I have Clickhouse version: 20.8.7.15 running on Ubuntu 18.04.4 LTS with 56 physical CPU cores (112 logical cores with HT enabled) and 256 GB RAM.
I created a MergeTree table which has hourly reporting data and i am trying to run a query which aggregates metrics for 15 days of data. I tried running the query with different values for --max_threads option provided by clickhouse.
I started with --max_threads=7 and kept doubling the value (7, 14, 28, 56, 112) and tried to run the same query. My observation is that execution time reduces to nearly half when i doubled the --max_threads value until --max_threads=28, after that execution time for query was greater with --max_threads=56 than with --max_threads=28
Someone please explain to me, why this might be happening.
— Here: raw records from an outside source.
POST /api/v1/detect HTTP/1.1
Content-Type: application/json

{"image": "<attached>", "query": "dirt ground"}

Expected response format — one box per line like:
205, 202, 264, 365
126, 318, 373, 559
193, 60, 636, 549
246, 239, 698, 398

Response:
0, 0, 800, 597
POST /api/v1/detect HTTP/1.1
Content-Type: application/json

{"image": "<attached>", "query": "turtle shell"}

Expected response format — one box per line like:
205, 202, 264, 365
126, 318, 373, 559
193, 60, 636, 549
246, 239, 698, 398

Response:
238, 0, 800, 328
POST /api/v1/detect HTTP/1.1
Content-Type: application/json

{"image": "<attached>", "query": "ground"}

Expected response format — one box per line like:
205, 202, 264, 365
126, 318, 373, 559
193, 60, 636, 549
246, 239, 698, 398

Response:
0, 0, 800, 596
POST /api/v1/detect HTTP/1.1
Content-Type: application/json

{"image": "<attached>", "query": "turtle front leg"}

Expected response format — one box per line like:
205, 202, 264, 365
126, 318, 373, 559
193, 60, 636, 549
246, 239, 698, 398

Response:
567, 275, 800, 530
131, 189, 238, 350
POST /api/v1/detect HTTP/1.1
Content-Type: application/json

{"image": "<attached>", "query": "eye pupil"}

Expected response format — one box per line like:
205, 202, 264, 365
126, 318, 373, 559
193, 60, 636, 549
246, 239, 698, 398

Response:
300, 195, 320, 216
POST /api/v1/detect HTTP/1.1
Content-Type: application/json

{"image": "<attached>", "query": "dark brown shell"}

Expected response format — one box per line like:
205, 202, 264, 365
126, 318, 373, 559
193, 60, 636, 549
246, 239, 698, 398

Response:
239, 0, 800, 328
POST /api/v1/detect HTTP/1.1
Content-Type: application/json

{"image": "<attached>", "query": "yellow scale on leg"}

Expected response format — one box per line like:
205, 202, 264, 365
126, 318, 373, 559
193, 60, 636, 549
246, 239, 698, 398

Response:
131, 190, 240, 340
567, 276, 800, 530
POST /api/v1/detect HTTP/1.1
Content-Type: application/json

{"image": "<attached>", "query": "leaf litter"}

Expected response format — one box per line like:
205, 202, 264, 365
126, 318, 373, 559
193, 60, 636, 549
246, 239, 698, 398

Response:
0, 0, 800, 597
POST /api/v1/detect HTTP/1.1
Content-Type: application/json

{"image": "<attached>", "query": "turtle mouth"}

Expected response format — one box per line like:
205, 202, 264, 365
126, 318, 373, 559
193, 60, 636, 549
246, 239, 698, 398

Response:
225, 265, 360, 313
Am is missing something ?
Table Definition
CREATE TABLE datawarehouse.AggregatedHourly
(
`vertical_id` UInt8,
`line_item_id` Int32,
`campaign_type` UInt8,
`campaign_id` Int32,
`creative_id` Int32,
`creative_type` Int32,
`enterprise_id` Int32,
`advertiser_id` Int32,
`publisher_id` String,
`exchange_id` Int32,
`manufacturer_id` Int32,
`os_id` Int32,
`os_version_id` Int32,
`app_id` String,
`app_bundle_id` String,
`app_name` String,
`IabCategoryId1` Int32,
`IabCategoryId2` Int32,
`IabCategoryId3` Int32,
`site_domain` String,
`user_country_id` Int32,
`user_carrier_id` Int32,
`is_wifi_targeted` UInt8,
`traffic_type` UInt8,
`zone` UInt8,
`is_ssl` UInt8,
`day` Date,
`hour` UInt8,
`deal_id` Int32,
`connection_type` UInt8,
`billing_type` UInt8,
`creative_orientation` String,
`ltv_event_id` Int32,
`ltv_event_currency` Int32,
`ltv_is_reengagement` UInt8,
`conversion_object_id` Int32,
`session_depth` Int16,
`model_version_id` Int16,
`user_state_id` Int32,
`user_city_id` Int32,
`is_rewarded` UInt8,
`is_unknown_device_id` UInt8,
`model_id` Int32,
`rtb_creative_id` Int32,
`d0_day` Date DEFAULT day,
`d0_hour` UInt8 DEFAULT hour,
`auction_type` Int8,
`adhoc` String,
`requests` Int32,
`bids` Int32,
`wins` Int32,
`unique_wins` Int32,
`impressions` Int32,
`unique_impressions` Int32,
`clicks` Int32,
`unique_clicks` Int32,
`installs` Int32,
`unique_installs` Int32
)
ENGINE = MergeTree
PARTITION BY (day, hour, vertical_id)
ORDER BY (enterprise_id)
SETTINGS index_granularity = 8192
Query
SELECT
multiIf(auction_type = 1, 'First Price', auction_type = 2, 'Second Price', auction_type = 0, 'NA', 'Unknown') AS optimization_auction_type,
SUM(unique_wins) AS result_wins,
SUM(unique_impressions) AS result_impressions,
SUM(unique_clicks) AS result_clicks,
SUM(unique_installs) AS result_mmp_click_installs
FROM datawarehouse.AggregatedHourly
WHERE ((day >= '2020-11-01') AND (day <= '2020-11-15')) AND (enterprise_id IN (10049))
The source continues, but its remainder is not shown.